Rhode Island is pretty small by the standards of mainland America. Indeed on the map of 1775: Rebellion it's smaller than the tip of my little finger. So small, in fact, that it's almost obscured by the presence of any units there whatsoever. Let alone the three British Regulars and two Loyalist militia I wanted to fit in there during my first game. So, obviously, I put two fingers on the screen and pulled them apart to zoom in and select the province. When nothing happened, I presumed I was at fault rather than the game. That's how universal and instinctive that touchscreen gesture has become.


It turned out it was the game after all. The programmers had forgotten to put in the feature when porting from the PC version, which received reasonable reviews. It's fixed now, but it gave me an immediately bad impression of the app. What is, in fact, quite a minor issue thrown up by a rushed port made me want to delete the game and go play something else.

What this illustrates is how used we've become to the fundamental usability of playing on a touchscreen. When I watch my kids playing with a keyboard and mouse they fumble, confused. It took my eldest months to master the WASD controls in Portal. Yet both of them could use a touchscreen with considerable precision by the time they went to preschool. This immediate, tactile nature is what makes mobile gaming such a delight. It's also why making even minor errors in this space can ruin a game.

Sadly, there are few better examples of this than 1775. The animations were too slow. There's a confusing hint system that looks like a tutorial but isn't. The game engine sometimes decided to hide the numeric counters showing the number of armies in each territory. Dice rolling across the screen would sometimes disappear underneath the results frame around them. As someone with some programming experience myself, I'm not going to suggest these would be simple to fix. But they're "soft" errors, mistakes in the interface easily overlooked once the "hard" work of encoding the rules, network play and an AI have been completed.


Again, from my modicum of programming experience, I can attest that this is standard fare. Programmers like to cut code against problems with easily definable success and fail states. It comes with the mindset. Solving issues around the interface, where things are as much down to personal taste as to written rules, requires a lot more tinkering. A lot of incremental adjustments and touchy-feely calls on whether one approach "feels" better than another. It's repetitive and frustrating. It's also absolutely vital.
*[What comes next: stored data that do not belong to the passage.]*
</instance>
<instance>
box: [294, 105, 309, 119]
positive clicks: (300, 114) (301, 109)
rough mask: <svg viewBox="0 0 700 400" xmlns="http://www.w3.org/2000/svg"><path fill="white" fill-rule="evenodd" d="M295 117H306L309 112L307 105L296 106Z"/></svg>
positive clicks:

Everyone that's reviewed 1775 on mobile, from our own Nick Vigdahl to strangers on the app store, have commented on how poor the interface is. If you can't get past the interface, it doesn't matter how well the app enforces the game rules or how much of a challenge it puts up. You'll never get that far. Like me, you'll get frustrated and feel like reaching for the delete icon after five minutes of play. We expect everything to come packaged now: a tutorial to lean the game and an instinctive, usable interface.

Some may say that's a step backwards. That it's too much baby-sitting or hand-holding if you want to play a detailed game. There are still a few monster wargames that come with game manuals that need to be properly read and ingested before effective play. But outside of that sphere, we need to be realistic. Those of you who, like me, remember when strategy games came in boxes with paper manuals be honest: how many did you actually read? Very few, I'll wager. I certainly didn't.


Behind these issues there looms a larger monster. The combination of easily delivered patches and ever harder release deadlines has lead to a culture where it's seen as okay to push out half-finished releases followed by an early patch. This runs the risk of disappointment for the consumer and a bad reputation for the developer. Yet that may be a small price to pay for the ability to carry on improving games after release. Paradox, for instance, has secured a name for itself as a studio that vastly improves games over the long run which helped to blunt some initial criticism of . Perhaps it's time that consumers and critics alike stepped back and started to take a longer view of what constitutes quality in a game.